Looking back on 2017 and ahead to 2018, this is the first of a three-part series with Trail Mayor Mike Martin
Local politics will certainly come into play this year with a civic election set for autumn.
Until then, there’s day-to-day business and an events-filled calendar for Trail council as it heads into this last year of a four-year municipal term.
There’s the Riverfront Centre to occupy, a Trail All Wheel Skate Park to break ground on and oversee, major construction to tender for Kootenay Boundary Regional Hospital, and a number of smaller loose ends to tie up before election day, presently slated for Oct. 20.
With so much on their plate over the next nine months, the Trail Times caught up with Mayor Martin to ask about council’s final commitments before voters head to the polls.
“Given that 2018 is an election year, there will surely be some distraction for council, especially in the latter part of the year, as each current member of council considers their individual decision on whether to put their names forward for another term,” said Martin. “However, the immediate tasks ahead are well established with action plans well defined – so it should largely be business as usual as council focuses on bringing their term to a successful conclusion.”
Municipal terms were changed to four years in 2014 election – prior to that, length of service never exceeded three years.
“This council has been subjected to the first four-year term for municipal representatives and with this comes a considerable level of personal commitment,” Martin said.

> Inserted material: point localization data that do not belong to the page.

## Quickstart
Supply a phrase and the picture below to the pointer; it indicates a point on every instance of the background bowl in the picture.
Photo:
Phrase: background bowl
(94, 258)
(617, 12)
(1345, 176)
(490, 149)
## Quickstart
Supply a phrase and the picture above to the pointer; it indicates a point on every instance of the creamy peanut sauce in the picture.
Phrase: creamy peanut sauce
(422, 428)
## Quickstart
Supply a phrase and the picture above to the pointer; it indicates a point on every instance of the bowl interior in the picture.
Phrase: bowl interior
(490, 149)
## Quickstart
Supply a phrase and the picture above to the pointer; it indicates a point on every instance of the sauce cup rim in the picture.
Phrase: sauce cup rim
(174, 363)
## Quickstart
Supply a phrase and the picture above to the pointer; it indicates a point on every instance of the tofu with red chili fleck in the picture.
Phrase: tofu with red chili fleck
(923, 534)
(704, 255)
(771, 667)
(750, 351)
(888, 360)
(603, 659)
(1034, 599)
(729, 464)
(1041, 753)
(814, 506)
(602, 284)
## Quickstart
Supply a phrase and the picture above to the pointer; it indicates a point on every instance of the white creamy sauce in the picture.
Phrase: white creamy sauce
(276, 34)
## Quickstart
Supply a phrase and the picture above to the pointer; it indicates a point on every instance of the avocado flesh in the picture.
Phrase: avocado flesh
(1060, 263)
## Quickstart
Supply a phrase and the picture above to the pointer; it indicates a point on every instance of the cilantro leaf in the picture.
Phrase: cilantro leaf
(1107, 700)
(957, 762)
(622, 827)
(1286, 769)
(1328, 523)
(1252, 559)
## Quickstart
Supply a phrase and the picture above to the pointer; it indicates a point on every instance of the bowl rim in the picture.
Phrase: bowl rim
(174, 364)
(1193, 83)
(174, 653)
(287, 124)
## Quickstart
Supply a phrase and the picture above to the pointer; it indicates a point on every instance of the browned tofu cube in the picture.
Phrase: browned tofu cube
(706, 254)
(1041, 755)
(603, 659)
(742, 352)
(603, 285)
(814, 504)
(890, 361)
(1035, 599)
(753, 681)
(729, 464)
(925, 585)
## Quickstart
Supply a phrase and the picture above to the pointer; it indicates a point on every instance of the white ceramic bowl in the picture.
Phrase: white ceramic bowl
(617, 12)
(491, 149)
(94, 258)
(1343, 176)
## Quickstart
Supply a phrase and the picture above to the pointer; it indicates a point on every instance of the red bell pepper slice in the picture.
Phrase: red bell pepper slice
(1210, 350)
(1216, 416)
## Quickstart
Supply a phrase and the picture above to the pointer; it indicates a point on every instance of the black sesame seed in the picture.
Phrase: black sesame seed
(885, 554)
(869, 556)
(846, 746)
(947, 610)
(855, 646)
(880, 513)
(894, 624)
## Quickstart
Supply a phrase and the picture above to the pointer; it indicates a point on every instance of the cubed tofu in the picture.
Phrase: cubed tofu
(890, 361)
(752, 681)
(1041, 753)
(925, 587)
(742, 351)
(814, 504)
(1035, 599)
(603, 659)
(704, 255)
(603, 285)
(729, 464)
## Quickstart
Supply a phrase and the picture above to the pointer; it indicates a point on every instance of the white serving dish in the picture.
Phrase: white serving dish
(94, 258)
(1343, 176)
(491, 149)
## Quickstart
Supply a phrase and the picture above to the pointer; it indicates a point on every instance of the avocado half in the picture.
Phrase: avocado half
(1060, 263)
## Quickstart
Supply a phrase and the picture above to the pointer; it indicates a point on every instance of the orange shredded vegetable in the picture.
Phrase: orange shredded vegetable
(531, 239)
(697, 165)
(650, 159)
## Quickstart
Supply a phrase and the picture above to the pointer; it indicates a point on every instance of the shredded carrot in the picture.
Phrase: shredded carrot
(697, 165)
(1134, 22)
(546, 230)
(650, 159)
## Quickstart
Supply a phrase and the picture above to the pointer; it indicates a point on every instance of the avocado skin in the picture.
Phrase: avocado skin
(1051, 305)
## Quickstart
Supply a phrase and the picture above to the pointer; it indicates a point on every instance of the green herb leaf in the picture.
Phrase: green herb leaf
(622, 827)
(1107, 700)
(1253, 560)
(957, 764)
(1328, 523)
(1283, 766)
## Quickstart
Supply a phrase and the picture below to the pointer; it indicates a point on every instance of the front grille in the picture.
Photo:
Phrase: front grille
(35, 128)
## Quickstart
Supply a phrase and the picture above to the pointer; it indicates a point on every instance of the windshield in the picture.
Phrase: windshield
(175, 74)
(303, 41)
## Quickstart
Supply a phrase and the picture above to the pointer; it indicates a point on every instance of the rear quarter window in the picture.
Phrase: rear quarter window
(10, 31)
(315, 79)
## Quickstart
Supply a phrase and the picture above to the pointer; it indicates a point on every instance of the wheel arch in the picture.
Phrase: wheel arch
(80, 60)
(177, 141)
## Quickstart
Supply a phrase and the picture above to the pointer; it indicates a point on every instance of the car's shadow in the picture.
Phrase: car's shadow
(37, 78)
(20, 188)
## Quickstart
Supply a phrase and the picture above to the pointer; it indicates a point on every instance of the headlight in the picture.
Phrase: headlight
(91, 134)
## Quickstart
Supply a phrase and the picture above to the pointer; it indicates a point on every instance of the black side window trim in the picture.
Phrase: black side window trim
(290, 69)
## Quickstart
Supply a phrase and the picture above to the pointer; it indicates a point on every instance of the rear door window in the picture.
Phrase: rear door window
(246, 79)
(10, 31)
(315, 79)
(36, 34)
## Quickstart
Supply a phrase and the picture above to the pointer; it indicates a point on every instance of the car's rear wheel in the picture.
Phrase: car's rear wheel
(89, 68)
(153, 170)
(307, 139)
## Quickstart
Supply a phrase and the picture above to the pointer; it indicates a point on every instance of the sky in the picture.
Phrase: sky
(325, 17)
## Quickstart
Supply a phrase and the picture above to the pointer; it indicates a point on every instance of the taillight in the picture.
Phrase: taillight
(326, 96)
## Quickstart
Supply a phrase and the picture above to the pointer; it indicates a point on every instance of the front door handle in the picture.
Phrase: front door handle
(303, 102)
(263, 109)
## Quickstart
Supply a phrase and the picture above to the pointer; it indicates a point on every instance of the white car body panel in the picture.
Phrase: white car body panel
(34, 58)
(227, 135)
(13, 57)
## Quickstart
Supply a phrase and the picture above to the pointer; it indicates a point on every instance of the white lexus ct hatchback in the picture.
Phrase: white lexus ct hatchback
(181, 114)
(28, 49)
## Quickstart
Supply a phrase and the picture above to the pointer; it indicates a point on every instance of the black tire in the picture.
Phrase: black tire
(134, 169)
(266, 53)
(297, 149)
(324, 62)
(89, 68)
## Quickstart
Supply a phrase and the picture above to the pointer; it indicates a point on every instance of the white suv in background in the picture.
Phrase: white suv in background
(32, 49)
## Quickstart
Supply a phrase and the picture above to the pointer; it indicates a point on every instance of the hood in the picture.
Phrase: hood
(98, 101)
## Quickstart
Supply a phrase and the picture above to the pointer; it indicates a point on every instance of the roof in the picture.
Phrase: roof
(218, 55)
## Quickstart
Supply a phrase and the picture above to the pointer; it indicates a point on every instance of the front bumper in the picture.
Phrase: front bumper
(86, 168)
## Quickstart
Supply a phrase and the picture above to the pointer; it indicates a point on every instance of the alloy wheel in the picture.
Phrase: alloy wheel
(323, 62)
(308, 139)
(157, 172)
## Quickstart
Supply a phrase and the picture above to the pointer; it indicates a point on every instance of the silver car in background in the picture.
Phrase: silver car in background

“With all the challenges, at the end of the day, council has come together and led the city through a very exciting and rewarding time in Trail’s history.”
Early in their term, the mayor and six elected officials – councillors Eleanor Gattafoni Robinson, Carol Dobie, Lisa Pasin, Kevin Jolly, Robert Cacchioni and Sandy Santori – came together as a team to develop a strategic plan that would guide them through to 2018.
“(This) established a strong focus and alignment in terms of our vision and how we wanted to see the city advance and develop,” Martin explained.
“To a very significant degree, we now see how this planning process has resulted in success, as many of the objectives have been delivered. Given the very dynamic nature of the city’s operations and the interplay with many external organizations, there are of course always numerous challenges along the way that also needed to be addressed.”
The laundry list of city responsibilities has grown exponentially in four years. First there was the monumental task of overseeing the Columbia River Skywalk build, then came re-vamping Silver City Days with the city taking the lead, and finally, tendering and operational challenges of the new library/museum, including parking logistics and taking on tourism from the new site.
During this time, work progressed on the terminal building at Trail Regional Airport until it officially opened in late November. Prior to that, the city and regional leaders lobbied the federal government’s ACAP branch (Airport Capital Assistance Program) and were successful in a $4 million grant for improvement projects, primarily re-pavement of the runway.
All this, while Trail council made bi-weekly decisions on bylaws that included a buzz about bees – for the first time in Silver City history, apiculture is allowed in municipal limits – and a “No Smoking” policy in all public spaces. After initial push back, council dug in its heels and came up with a re-configuration of economic development, and through process, passed re-zoning bylaws to make way for new business in historical sites like St. Anthony’s Church, and vacant spaces in Waneta Plaza.
Most recent, was the permanent closure of the riverside end of Spokane Street. Through council process, part of the street and adjacent empty lots were shut down to allow broad scope renovations in the former Crown Point Hotel, now called the “Crown Columbia All-Suite Boutique Hotel – riverside since 1929.”
In between all that, city council chose to purchase the old Union Hotel for demolition as well as the former C.S. Williams Clinic, which will likely be bulldozed further down the road.
Notably, the old Helena Street clinic was legally obtained through a “tax sale” or non-payment of property taxes – about $9,200 – dating back to 2013.
Through it all, Martin says council remained on task and through strong resolve and leadership, has delivered on the plan and at the same time, dealt with day-to-day governance and operations of the city.
“We are definitely seeing a positive change in Trail as we advance the strategic initiatives,” he said.
“There is increased confidence in the community which is resulting in further private investment as we continue to work towards enhancing the pride, vitality and growth in the community. Council will continue to work diligently as we enter the last year of this four year term and appreciate the public’s participation and feedback as we work collectively for the betterment of the community.”
Martin added, “Each member of council can take considerable personal pride and satisfaction as we reflect on the major changes that have occurred during the term and further how a significant number of the early defined strategic initiatives have been brought to a successful conclusion for the benefit of the public. It is hoped the next council and administration will continue to build on the successes that were realized as Trail continues to be transformed into a modern and desirable city that is being recognized as a leader and innovator in so many different areas.”